The main conclusions are as follows:
- (1)
The proposed framework provides a physically grounded healthy-state reference for the investigated compressor. The contribution of the study lies not in the generic use of CFD-generated data or machine learning, but in the full-machine real-gas baseline construction, factory-data residual correction, ablation validation, and engineering deployment analysis for an in-service multistage natural-gas compressor.
- (2)
The ablation study shows that the proposed hybrid model outperforms both the uncorrected CFD baseline and the factory-data-only model trained with the same 300 factory samples. After residual correction, the maximum prediction errors of power, polytropic head, and polytropic efficiency on the factory validation subset are reduced to 0.611%, 0.481%, and 0.899%, respectively.
- (3)
SHAP analysis shows that rotational speed is the dominant factor in outlet pressure, outlet temperature, power, and polytropic-head prediction, whereas inlet volumetric flow rate is the dominant factor in polytropic-efficiency prediction. These findings are consistent with centrifugal-compressor operating physics and indicate that the final model is not merely a black-box predictor.
- (4)
Post-overhaul quasi-steady field validation demonstrates that the final model maintains stable predictive capability under practical station conditions, with maximum relative errors of 1.650%, 3.048%, and 1.708% for outlet pressure, power, and polytropic efficiency, respectively. The larger post-overhaul power error should be considered when defining condition-assessment thresholds; deviations smaller than the model uncertainty should not be interpreted as degradation without supporting evidence from other performance indicators.

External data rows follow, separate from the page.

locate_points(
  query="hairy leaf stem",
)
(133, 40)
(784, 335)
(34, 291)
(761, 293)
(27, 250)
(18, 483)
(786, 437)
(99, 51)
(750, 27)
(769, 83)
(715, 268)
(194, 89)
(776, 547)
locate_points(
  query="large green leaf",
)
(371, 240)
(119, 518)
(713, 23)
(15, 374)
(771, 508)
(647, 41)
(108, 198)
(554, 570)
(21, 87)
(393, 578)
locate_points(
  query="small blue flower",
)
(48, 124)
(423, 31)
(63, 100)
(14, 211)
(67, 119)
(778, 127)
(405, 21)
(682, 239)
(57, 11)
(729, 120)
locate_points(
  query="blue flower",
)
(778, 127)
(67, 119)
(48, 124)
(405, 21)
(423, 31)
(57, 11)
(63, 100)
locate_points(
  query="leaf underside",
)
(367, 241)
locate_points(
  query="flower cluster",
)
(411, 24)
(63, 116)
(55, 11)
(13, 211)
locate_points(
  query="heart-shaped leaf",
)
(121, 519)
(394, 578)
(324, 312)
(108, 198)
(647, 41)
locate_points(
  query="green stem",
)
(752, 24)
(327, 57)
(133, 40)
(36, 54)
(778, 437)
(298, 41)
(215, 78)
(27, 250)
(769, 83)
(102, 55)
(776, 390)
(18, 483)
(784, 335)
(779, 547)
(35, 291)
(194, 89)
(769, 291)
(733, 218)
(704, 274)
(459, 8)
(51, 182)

The proposed framework is computationally practical because the high-cost CFD simulations are performed only during offline database generation. Once the surrogate and residual-correction models are trained, online prediction requires less than 1 ms per operating point on a typical CPU platform, which is far shorter than the SCADA sampling interval. Therefore, the framework can support real-time condition assessment from the perspective of online inference, although CFD database construction and model retraining remain offline procedures.
The transferability of the calibrated model has not yet been fully demonstrated because the present validation is limited to one compressor unit at one station. For same-type compressors at other stations, the CFD-generated baseline may provide a reusable physical reference, but station-specific residual recalibration and independent validation are still required before deployment.